Ross Taylor

East will meet West in the final of this year’s CNTC

There are now two teams remaining in this year’s CNTC – it will be an East meets West confrontation. The Gartaganis team, perennial contenders and past winners (from Alberta), will play the Korbel team (from in and around the Toronto area).

The final match will consist of 128 boards over two days – and will be broadcast live on BBO.

Team Gartaganis – Nick and Judy Gartaganis; Gordon Campbell and Piotr Klimowicz

Team Korbel – Daniel Korbel, Darren Wolpert, Danny Miles, Keith Balcombe and Ross Taylor

Keith has actually played with (several times) and won this event with Team Gartaganis in the past; and together they went onto win the IOC Grand Prix in Salt Lake City and the Commonwealth Games in Manchester in 2002.

In 2006, those five, plus Dave Colbert partnering Keith, made it to the round of 16 in the Rosenblum at Verona, before falling to Meckwell and company.

Should be a good tight match – but don’t expect any predictions from this particular blogger.

I will say if you want to see great talent and huge potential, check out Korbel and Wolpert when they are on BBO. (And they play fast too!)


Dave Memphis MOJOJune 4th, 2010 at 8:42 am

GL. I know who I’m rooting for.

Nick KrnjevicJune 5th, 2010 at 11:49 pm


Congratulations to both you and the rest of your teammates on an excellent showing in the Canadian Open Team Championship.
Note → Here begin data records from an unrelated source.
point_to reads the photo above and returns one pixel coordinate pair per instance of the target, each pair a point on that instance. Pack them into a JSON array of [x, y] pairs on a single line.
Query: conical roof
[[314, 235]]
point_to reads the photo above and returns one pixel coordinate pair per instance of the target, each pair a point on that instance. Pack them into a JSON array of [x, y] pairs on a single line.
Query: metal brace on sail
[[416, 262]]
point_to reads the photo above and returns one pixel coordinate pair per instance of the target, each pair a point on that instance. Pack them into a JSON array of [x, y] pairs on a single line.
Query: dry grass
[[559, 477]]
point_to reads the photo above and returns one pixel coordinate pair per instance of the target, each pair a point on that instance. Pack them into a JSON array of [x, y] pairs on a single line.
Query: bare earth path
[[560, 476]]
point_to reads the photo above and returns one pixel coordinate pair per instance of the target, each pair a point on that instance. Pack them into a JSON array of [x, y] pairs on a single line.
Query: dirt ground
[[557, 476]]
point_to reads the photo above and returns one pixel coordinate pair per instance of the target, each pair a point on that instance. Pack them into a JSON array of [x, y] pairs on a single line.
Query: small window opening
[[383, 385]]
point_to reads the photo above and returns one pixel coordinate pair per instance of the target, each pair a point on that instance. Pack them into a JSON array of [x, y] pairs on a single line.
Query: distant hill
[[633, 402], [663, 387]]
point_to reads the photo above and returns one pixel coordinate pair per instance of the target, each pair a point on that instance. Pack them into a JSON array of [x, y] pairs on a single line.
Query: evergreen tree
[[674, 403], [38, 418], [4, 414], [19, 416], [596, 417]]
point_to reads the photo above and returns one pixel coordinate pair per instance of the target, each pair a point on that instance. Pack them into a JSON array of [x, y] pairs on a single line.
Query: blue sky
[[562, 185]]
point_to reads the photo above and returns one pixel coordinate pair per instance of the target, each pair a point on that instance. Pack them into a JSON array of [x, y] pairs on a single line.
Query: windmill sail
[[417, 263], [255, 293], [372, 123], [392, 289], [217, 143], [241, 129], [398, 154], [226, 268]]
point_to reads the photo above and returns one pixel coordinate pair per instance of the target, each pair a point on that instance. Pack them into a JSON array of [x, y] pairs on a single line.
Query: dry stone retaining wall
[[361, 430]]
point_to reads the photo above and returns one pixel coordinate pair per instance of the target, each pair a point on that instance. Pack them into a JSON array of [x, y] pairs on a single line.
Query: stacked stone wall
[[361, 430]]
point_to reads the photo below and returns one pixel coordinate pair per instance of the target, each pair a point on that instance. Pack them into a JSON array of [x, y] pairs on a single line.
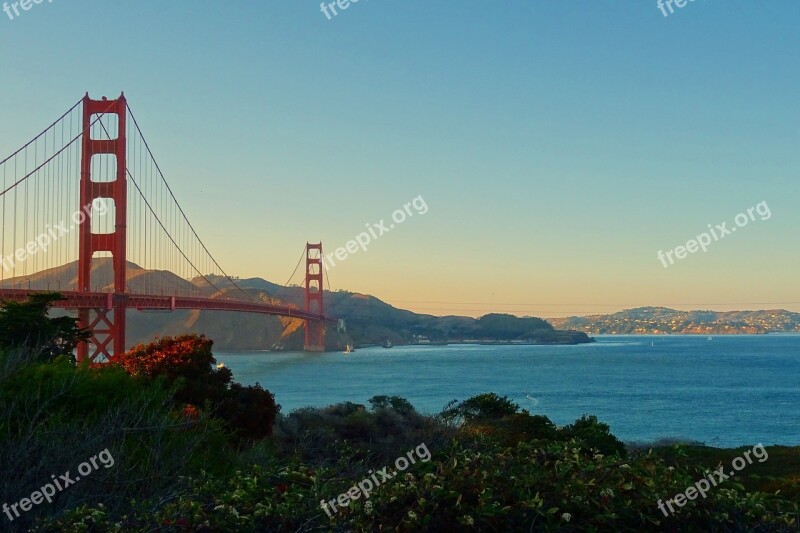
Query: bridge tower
[[107, 324], [314, 329]]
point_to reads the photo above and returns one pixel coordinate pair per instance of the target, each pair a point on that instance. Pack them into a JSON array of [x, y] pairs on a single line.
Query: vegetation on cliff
[[196, 452]]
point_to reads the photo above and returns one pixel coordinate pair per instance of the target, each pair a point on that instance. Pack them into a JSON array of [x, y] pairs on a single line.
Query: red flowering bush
[[186, 363]]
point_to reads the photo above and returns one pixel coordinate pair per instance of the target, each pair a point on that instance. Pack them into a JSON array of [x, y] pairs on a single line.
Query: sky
[[557, 146]]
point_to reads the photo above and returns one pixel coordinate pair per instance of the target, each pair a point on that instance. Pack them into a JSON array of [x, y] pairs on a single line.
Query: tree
[[487, 406], [187, 363], [27, 326]]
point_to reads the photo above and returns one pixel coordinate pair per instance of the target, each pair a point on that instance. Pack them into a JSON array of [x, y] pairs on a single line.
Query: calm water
[[730, 391]]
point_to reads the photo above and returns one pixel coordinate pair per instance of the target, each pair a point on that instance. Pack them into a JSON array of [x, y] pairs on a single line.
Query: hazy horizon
[[555, 165]]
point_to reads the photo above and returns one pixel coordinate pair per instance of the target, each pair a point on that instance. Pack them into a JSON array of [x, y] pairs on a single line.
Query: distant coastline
[[665, 321]]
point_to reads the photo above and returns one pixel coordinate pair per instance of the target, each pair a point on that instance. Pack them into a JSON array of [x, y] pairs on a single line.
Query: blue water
[[730, 391]]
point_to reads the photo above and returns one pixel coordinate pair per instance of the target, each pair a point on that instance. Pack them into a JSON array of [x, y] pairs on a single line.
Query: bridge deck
[[106, 300]]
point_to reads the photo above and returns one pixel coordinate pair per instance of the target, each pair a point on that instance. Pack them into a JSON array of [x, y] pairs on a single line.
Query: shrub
[[187, 363], [594, 434]]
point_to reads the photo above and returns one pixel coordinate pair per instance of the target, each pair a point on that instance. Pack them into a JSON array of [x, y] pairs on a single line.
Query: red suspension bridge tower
[[171, 270], [106, 324], [315, 330]]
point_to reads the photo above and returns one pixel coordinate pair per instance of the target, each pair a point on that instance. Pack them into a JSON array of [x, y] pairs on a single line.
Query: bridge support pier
[[106, 330], [314, 329]]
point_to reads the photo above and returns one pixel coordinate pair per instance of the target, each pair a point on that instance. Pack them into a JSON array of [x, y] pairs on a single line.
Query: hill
[[369, 320], [661, 320]]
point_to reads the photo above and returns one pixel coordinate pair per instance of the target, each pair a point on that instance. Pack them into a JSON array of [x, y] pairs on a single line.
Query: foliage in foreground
[[492, 467], [485, 475]]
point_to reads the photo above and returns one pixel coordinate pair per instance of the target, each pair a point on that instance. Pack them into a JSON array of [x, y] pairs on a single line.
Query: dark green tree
[[26, 325]]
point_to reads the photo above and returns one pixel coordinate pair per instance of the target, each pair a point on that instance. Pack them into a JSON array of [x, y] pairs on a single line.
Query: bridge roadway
[[107, 300]]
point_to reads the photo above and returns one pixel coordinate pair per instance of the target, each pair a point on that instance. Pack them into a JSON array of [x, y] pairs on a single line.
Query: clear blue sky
[[558, 145]]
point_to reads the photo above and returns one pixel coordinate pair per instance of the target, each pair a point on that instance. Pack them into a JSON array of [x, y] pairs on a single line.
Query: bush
[[187, 363], [594, 434], [483, 407]]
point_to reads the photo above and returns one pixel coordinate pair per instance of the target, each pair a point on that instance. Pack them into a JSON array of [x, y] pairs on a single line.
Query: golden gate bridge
[[87, 191]]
The gold-medal match was a nail-biter between two evenly matched teams that was exciting to watch.

While finishing second may be a disappointment, the margin of victory (19 imps over 128 boards) was the equivalent of roughly 1 additional downtrick for each of the eight 16 board segments that comprised the final, and underscores the extent to which there was *very* little to choose betwen the two teams.


Nick Krnjevic

Bobby WolffJune 6th, 2010 at 9:06 am

Hi Ross,

Bridge has its own personality.

Whenever there is a long match for an important prize there are attempted and also succeeded brilliancies, down the middle judgment with a splash of adventure, well reasoned opening leads where some worked and some didn’t, solid consistent taking of tricks mixed in with gremlin thinking causing errors, system success together with “Houston, we have a problem”.
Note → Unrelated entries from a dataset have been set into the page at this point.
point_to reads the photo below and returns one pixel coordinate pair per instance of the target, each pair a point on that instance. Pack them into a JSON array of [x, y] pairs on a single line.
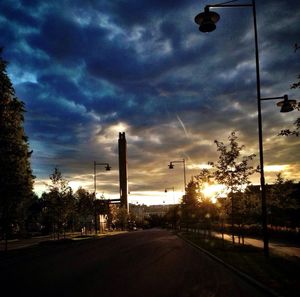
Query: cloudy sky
[[89, 69]]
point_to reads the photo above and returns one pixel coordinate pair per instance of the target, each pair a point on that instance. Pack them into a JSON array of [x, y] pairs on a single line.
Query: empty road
[[151, 263]]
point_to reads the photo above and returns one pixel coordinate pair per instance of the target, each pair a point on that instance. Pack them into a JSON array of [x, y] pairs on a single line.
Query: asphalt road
[[152, 263]]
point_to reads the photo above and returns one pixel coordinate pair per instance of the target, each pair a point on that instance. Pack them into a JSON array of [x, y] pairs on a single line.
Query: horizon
[[91, 70]]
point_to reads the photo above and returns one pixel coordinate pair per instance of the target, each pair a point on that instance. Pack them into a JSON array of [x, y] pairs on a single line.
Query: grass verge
[[279, 272]]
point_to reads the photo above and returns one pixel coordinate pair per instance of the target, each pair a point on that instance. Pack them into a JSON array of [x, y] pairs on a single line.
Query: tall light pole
[[107, 168], [207, 23], [171, 166]]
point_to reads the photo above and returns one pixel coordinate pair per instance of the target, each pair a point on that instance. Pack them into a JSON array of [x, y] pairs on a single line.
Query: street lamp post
[[107, 168], [170, 188], [207, 23], [171, 166]]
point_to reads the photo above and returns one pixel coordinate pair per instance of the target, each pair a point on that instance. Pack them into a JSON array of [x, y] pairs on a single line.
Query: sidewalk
[[275, 246], [23, 243]]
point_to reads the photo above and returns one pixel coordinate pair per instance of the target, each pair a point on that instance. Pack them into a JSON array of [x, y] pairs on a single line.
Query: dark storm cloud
[[88, 69]]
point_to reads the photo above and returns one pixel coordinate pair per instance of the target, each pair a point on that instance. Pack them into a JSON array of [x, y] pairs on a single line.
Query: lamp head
[[207, 20], [286, 105]]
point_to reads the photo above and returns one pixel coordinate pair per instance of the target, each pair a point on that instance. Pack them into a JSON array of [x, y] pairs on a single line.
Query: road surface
[[151, 263]]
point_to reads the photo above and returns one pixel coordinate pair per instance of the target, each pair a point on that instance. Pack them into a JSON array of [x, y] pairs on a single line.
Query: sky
[[89, 69]]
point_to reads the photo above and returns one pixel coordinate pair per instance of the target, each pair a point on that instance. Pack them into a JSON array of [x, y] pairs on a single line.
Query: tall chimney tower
[[123, 170]]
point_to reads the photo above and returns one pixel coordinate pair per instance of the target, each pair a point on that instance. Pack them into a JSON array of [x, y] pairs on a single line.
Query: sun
[[213, 191]]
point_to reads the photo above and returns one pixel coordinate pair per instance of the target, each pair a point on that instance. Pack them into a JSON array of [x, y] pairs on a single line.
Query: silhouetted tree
[[16, 179], [85, 208], [282, 204], [296, 85], [232, 169], [190, 204], [57, 202]]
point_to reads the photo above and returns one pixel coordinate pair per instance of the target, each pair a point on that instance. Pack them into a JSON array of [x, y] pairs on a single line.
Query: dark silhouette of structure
[[123, 170]]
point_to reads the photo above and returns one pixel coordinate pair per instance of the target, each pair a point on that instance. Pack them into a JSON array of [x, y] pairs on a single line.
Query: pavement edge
[[243, 275]]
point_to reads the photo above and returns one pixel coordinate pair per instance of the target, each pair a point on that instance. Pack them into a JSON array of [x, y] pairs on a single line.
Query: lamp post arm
[[274, 98], [260, 139], [228, 5]]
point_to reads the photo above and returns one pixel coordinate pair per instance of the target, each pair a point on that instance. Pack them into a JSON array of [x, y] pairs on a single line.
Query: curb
[[243, 275]]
There is never a reason to seriously question a victory which both finalist teams have had a number in that very event, nor linger on a loss which will forever be a major part of every competitors resume.

All fair contestants play their hardest to win at all times and therefore let the devil take the hindmost.
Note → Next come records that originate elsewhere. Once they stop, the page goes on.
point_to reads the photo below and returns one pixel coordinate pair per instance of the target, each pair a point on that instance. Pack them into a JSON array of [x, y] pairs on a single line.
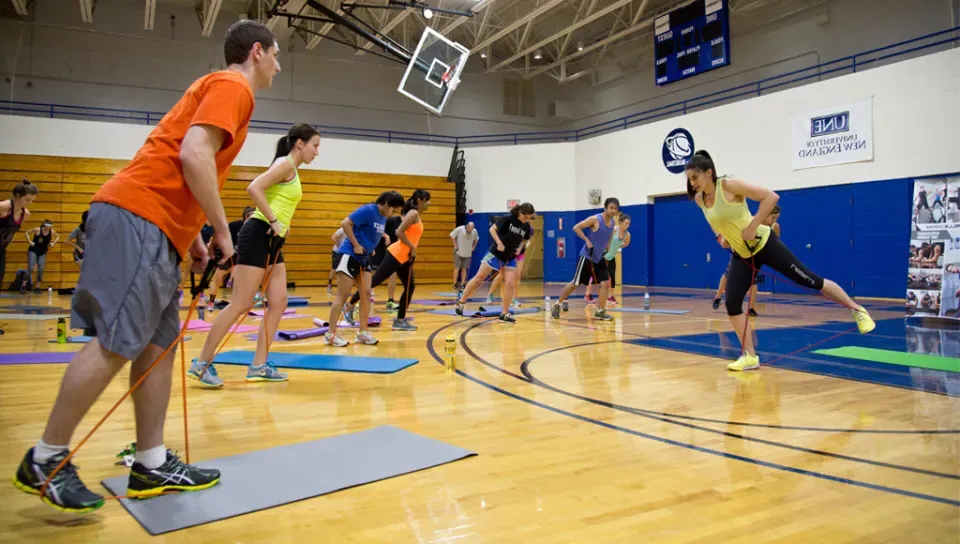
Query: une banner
[[835, 135]]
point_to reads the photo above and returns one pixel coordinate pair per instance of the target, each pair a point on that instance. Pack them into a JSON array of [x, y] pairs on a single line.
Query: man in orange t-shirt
[[141, 224]]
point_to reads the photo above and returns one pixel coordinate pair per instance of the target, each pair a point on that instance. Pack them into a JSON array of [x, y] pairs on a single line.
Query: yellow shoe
[[745, 362], [864, 322]]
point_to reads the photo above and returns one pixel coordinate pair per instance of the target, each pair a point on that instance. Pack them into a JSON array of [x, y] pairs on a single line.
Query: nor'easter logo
[[677, 150]]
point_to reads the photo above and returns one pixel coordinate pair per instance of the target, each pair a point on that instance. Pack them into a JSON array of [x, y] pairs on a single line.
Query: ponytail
[[418, 196], [302, 132]]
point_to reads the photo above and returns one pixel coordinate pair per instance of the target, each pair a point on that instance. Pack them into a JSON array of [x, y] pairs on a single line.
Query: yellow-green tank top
[[729, 219], [283, 199]]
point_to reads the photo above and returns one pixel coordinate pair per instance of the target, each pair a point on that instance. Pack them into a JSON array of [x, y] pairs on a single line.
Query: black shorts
[[348, 264], [255, 242], [588, 272]]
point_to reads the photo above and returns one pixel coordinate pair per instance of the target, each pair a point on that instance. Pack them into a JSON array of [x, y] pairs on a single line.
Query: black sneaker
[[66, 491], [172, 475]]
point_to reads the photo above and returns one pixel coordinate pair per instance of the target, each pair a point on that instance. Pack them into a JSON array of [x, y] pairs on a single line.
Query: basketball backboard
[[434, 71]]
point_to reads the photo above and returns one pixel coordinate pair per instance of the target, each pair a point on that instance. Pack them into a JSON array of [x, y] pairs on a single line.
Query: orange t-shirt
[[152, 186]]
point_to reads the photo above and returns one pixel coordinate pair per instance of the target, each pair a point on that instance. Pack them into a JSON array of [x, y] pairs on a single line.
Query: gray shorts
[[128, 283], [461, 262]]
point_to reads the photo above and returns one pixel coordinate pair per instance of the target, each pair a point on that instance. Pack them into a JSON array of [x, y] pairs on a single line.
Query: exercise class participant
[[592, 267], [724, 205], [276, 194], [498, 279], [363, 229], [770, 221], [620, 240], [506, 236], [399, 261], [142, 222]]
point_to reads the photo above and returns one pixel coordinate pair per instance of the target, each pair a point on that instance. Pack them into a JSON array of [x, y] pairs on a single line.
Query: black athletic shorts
[[253, 243]]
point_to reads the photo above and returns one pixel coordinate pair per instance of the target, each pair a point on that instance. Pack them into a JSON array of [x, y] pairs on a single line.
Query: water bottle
[[450, 359], [61, 331]]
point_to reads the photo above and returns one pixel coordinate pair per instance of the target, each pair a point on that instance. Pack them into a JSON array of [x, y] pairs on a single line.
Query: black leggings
[[777, 256], [388, 267]]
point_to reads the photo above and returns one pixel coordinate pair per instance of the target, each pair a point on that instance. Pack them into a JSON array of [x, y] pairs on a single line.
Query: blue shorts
[[495, 263]]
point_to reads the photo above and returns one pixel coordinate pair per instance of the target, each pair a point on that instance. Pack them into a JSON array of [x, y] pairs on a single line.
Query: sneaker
[[205, 373], [66, 492], [864, 322], [265, 373], [348, 314], [172, 475], [335, 340], [402, 325], [366, 339], [745, 362], [603, 315]]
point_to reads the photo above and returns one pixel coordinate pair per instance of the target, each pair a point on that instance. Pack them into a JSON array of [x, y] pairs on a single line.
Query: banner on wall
[[933, 276], [834, 135]]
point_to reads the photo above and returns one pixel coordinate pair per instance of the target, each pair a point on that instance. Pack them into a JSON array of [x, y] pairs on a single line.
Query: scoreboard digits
[[691, 40]]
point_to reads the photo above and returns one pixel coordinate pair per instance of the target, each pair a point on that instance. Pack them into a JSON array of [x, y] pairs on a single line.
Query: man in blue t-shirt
[[362, 230]]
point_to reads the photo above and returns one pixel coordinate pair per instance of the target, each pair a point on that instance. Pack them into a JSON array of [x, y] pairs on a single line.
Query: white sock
[[152, 458], [42, 452]]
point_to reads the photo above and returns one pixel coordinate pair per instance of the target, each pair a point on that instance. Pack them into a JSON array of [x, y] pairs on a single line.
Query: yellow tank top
[[729, 219], [283, 199]]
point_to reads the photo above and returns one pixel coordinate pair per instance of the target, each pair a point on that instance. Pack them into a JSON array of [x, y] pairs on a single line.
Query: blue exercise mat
[[650, 311], [316, 361], [484, 313]]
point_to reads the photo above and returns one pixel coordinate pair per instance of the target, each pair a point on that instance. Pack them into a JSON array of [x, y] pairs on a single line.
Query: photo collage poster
[[933, 277]]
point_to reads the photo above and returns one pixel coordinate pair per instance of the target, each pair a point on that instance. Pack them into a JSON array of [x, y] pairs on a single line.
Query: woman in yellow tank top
[[399, 259], [754, 244], [276, 194]]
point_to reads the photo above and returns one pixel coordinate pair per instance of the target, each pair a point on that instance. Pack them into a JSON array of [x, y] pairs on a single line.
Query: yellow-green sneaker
[[864, 322], [745, 362]]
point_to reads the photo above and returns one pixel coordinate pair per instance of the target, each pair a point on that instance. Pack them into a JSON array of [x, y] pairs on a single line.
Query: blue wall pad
[[650, 311], [314, 361], [484, 313], [348, 460], [890, 334]]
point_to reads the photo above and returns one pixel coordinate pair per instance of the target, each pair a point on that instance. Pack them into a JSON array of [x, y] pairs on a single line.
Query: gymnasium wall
[[69, 160]]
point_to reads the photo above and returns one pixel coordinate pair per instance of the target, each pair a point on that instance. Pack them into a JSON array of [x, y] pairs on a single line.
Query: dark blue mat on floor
[[315, 361]]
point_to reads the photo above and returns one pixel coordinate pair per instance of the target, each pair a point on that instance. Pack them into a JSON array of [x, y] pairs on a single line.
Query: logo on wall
[[677, 150]]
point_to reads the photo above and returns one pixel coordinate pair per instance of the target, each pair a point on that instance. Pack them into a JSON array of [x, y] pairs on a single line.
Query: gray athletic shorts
[[461, 262], [128, 283]]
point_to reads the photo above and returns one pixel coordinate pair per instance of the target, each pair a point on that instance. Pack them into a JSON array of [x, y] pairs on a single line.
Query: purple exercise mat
[[36, 358]]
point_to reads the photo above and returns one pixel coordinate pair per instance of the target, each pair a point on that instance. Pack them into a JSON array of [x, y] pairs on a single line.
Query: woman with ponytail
[[754, 244], [399, 260], [276, 194], [13, 213], [507, 235]]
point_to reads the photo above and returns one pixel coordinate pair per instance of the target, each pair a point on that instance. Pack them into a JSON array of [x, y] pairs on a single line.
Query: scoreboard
[[691, 40]]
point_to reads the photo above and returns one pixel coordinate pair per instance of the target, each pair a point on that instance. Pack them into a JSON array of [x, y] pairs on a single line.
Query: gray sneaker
[[366, 338], [403, 325], [266, 373], [205, 373]]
Over a long bridge career I’ve played hundreds of matches, winning most, but losing too many. After awhile they all blend into one and all the 4th quarters I have suffered through, vanish into nothingness.

Bridge is certainly, at least to me, the greatest game ever invented with joy, challenge, excitement and despair always within reach.

When two good ethical teams combat, whatever happens, whoever wins and loses, the game itself comes out on top. We are all lucky to have the good fortune to be able to compete and never forget it. I DON’T!